Cons: Not well thought out
In case you didn't know, "Stigmata" are the wounds that the Catholic church believes appeared spontaneously on St. Francis of Assisi (13th century) that mimicked the wounds inflicted on Christ at his torture and crucifixion. There were five areas affected by the wounds - hands, feet, head, back, and chest. These were supposed to be related to the nailing, of course, the crowning with thorns, the flogging, and the final spear thrust into the heart.
I bought this DVD several years ago and watched it about three or four times over the intervening years. I had never really been moved to write down my thoughts but finally decided to take a stab (joke) at it.
This film by Rupert Wainwright, takes the paint by numbers approach into Exorcist territory that is frankly unsatisfying, even though protagonist Patricia Arquette is cute as a button and she has support from the likes of Gabriel Byrne the movie comes off as empty and unconvincing.
The opening shows Gabriel Byrne, a Vatican priest, investigating a statue that bleeds. He is an investigator for the Catholic equivalent of the CIA, typically sent to disprove miracles, or seize the evidence and take it back to the Vatican if they are unsure.
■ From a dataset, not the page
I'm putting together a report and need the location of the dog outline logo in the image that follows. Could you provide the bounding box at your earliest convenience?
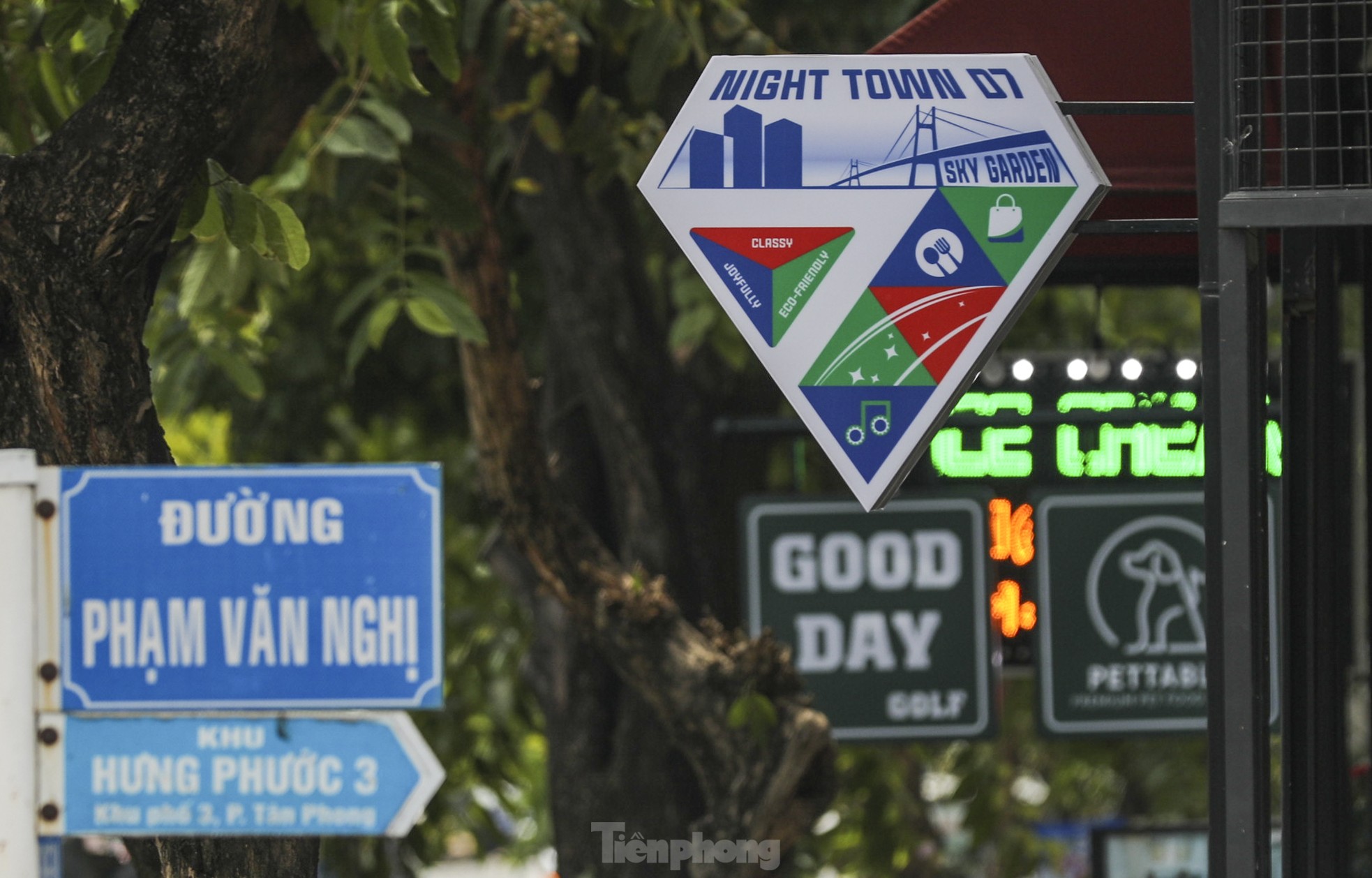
[1087,514,1206,656]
Frankie (Patricia Arquette) is a young blue collar chick in Pittsburgh who dresses hair. She has been given a crucifix by her globe trotting mom who mails it back to her. This is a bit disconcerting as when Frankie really, really needs her mom (later on), she is still out making like one of the jet setters, even though they have cell phone contact.
Anyway, soon after receiving the crucifix, Frankie receives through and through wounds on her wrists, along with a lot of special effects like reverse water drips that tell you something special is happening.
Fr. Kiernan (Byrne) is sent down by the Vatican in response to a newspaper article that shows Frankie getting the lash marks on the subway to see if it is real. He thinks she is not getting stigmata but later witnesses her getting the gouge marks on her head as if a crown of thorns were jammed onto it.
The same thing happens over and over and it's full of cheesy special effects, chattering cuts, bluish tint, surround sound, and no real good underlying story. The ending leaves you with no resolution and feeling like you missed something.
Jonathan Pryce (Glengarry Glen Ross) gives the best performance in the movie as the sinister Vatican leader who determines to advance the Catholic religion at the cost of truth on every occasion. Aha! cry the easily led, who always seem to see such a well creased villain at the bottom of every major organization.
So, when a cliched minor character like the sinister Vatican guy gets top nod as a well played part you can imagine how lousy the performances from both Patricia Arquette and Gabriel Byrne were. Neither had much conviction and you might say Byrne phoned his performance in and you would not be wrong.
The MGM DVD is presented in color, in 2.35:1 theatrical format, and lasting 103 minutes. A full length commentary is provided where Rupert Wainwright slaps himself on the back
in between explaining all the story elements that he failed to depict in the movie.